When we moved to Utah in 2004, my wife and I bought a nice little townhouse in Draper. 1300 square feet, 2 small bedrooms and a loft, 1 car garage. It fit us nicely, and was located just off of the I-15 freeway about halfway between Salt Lake City and Provo, in a growing community.
Three years later in 2007, at the peak of the housing boom, we decided it was time in buy a standalone home. We found a community we liked a few miles away, and invested in a place where we started to grow our family. While it was a terrible time price-wise to buy a house, it could have been a good time to sell our condo given the market was strong. But we had saved up just enough for a down payment on our new home, and decided we would try our luck at being landlords.
Looking back, we are really glad we kept our condo. While we had to endure the fluctuations in the housing market, and ups and downs in tenant quality, we now own an asset that will produce rental income for the rest of our lives, and through any economic cycle.
- Start with your primary residence. Turning your home into a rental has two benefits. First and foremost, you know the property better than anyone else, so you have a clear advantage over any other potential landlord on what risks could lay ahead, and how to help your tenants feel at home themselves. Second, you benefit financially, as you can keep your original mortgage rate (which is typically a percentage point cheaper than an investor rate), and if you choose to sell the property down the road, you may be able to benefit from reduced taxes (some capital gains can be excluded if the home was your primary residence for a period of time – but these tax laws are dynamic so study them carefully if you are planning on this).

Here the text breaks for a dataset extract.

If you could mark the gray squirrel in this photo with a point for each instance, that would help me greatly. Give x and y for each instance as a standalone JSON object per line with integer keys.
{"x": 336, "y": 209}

- Keep it close to home. In our case, having our rental property within 10 minutes of where we live has been very handy. Everything is easier – showing it to potential renters, checking in on a needed repair, or just stopping by on occasion to see how the neighborhood is aging. This advice certainly applies if you grow your rental property portfolio as well. In 2010 during the housing downturn, I saw a short sale in my own neighborhood that I bought, which again made the rental process much easier than if I had to drive an hour away for all the work. At times I’ve been briefly tempted to consider a rental in a far off place (usually from watching HGTV and seeing prices in Texas or Georgia), but have decided to stick with what I know.
- Screen your renters. In our case, and for many people, the value of our condo was far and away our largest asset when compared to other investments or items we owned. Would you lend your car to someone you didn’t know or trust for a year? Why would you allow your home to be lived in by a complete stranger, or someone whom you questioned their lifestyle, cleanliness, or economic stability? Screening renters includes using an online service to run credit and criminal history, but also sitting down with them in person to talk about who they are. Trust your impressions, and don’t be afraid to screen someone out even if you have to keep a vacancy for a few more weeks to secure a tenant you feel better about. In our case, we had three different renters during our first five years with moderate challenges…followed by one really easy renter for the last six years straight.
- Manage it yourself. While hiring a property manager to advertise, screen tenants (although not as good as you could do it), collect rent, and deal with repairs may sound appealing, the cost can often wipe out all of your annual profits. Property managers depending on their level of service generally cost 10%-15% of rents…so $1800 to $2700 per year on a $1500 monthly rental. If you have lived in the property beforehand so know how to fix any issues, keep your rental close to home, screen your own tenants as already suggested, and collect rents by any simple online method, managing your rental really shouldn’t be too tough. In 11 years, I’ve had very minimal issues with ours, and have even done some improvement work myself (such as new counters, new flooring, and new landscaping in between renters) which has allowed us to keep the rental profits vs paying them out to service providers.
- Time is the key. Time is every investor’s friend, whether in the stock market or with real estate. During our decade of rental property ownership, we experienced the worst housing crisis since the Great Depression – where the value of our condo fell 30% in 2 years. But even during that time, rental income remained strong, so we actually benefited from the drop in the form of lower property taxes. Now our condo is worth about 20% above its value at the time we moved out, and we have enjoyed a rental yield of 6-7% per year, with most of that shielded from income tax due to asset depreciation. And, our mortgage has been paid month in and month out by our tenants, so soon we will own the property free and clear, producing a healthy cash return now and into retirement.
This is a guest post by Brady from Utah.